Why it's important to keep your car covered during pollen season
AUSTIN (KXAN) -- During allergy season, pollen can quickly accumulate on parked vehicles, leaving a 'taint' that can cause damage. Meteorologist Tommy House sat down with Ken Huening, who has created a successful business by inventing covers to protect automobiles and furniture.
Read an edited version of the conversation below or use the video player above to listen.
Meteorologist Tommy House: What are Cover Seal Outdoor Covers?
Ken Huening: So, Cover Seal Outdoor Covers were invented about three years ago. It’s a new type of outdoor cover which has a weighted apron. It holds them to the ground and keeps rodents, dust, pollen that we’re facing right now, insects, and any other kind of invading critter like spiders out of your protected asset, which would be cars, patios, barbecues, tractors, is another big one for us as well.
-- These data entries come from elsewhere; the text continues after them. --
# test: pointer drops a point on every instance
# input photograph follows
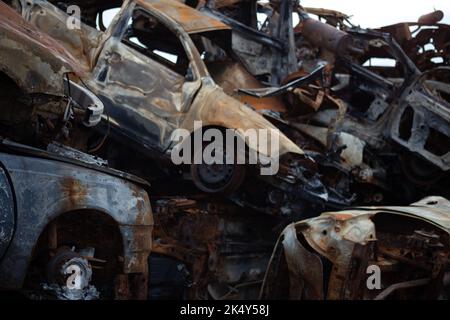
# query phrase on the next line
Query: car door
(145, 79)
(6, 211)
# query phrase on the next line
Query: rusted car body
(426, 42)
(360, 123)
(38, 99)
(147, 97)
(60, 214)
(334, 255)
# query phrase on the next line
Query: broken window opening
(150, 37)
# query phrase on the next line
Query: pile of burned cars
(110, 95)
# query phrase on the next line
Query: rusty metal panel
(191, 20)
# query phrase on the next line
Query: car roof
(191, 20)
House: For those who don’t have a cover for their car, why is it important to wash it during allergy season here in Texas?
Huening: Well, pollen, which we’ve seen, creates a nice yellow film on your car. It’s actually very alkaline, and when you combine it with moisture from the dew in the morning, it creates a bit of an acid layer on your car, and that will etch into your paint. Worse, it actually etches into your chrome, and further, it can get into your air filters in your car. That creates a nice little allergy ball that gets to recirculate into the interior of your car.
House: What kind of damage can pollen that lasts for too long on your car create?
Huening: Well, it creates stains. It creates discoloration in your paint. It can gum up things like your windshield washer fluid dispensers. It turns into a kind of real nasty paste when you get it as thick as we are here in North Carolina right now.
House: What are some tips that you can share about how people can clean their car on a more regular basis?
Huening: Okay, a normal routine maintenance would be to start off your season with washing your car and waxing it. So, if you wax it, it’ll keep the pollen from adhering to the surface of your car, and it’ll be easier to take off, and it has less of a chance to etch your paint. Washing your car routinely after that really depends on how much pollen you get on that car. But a trick is, don’t park very close to trees, if you can help it. That is really the source of where a lot of the pollen comes from, and it also helps you from getting droppings onto your car from birds that sit in the same tree. So, birds are also, in the spring, a lot more active.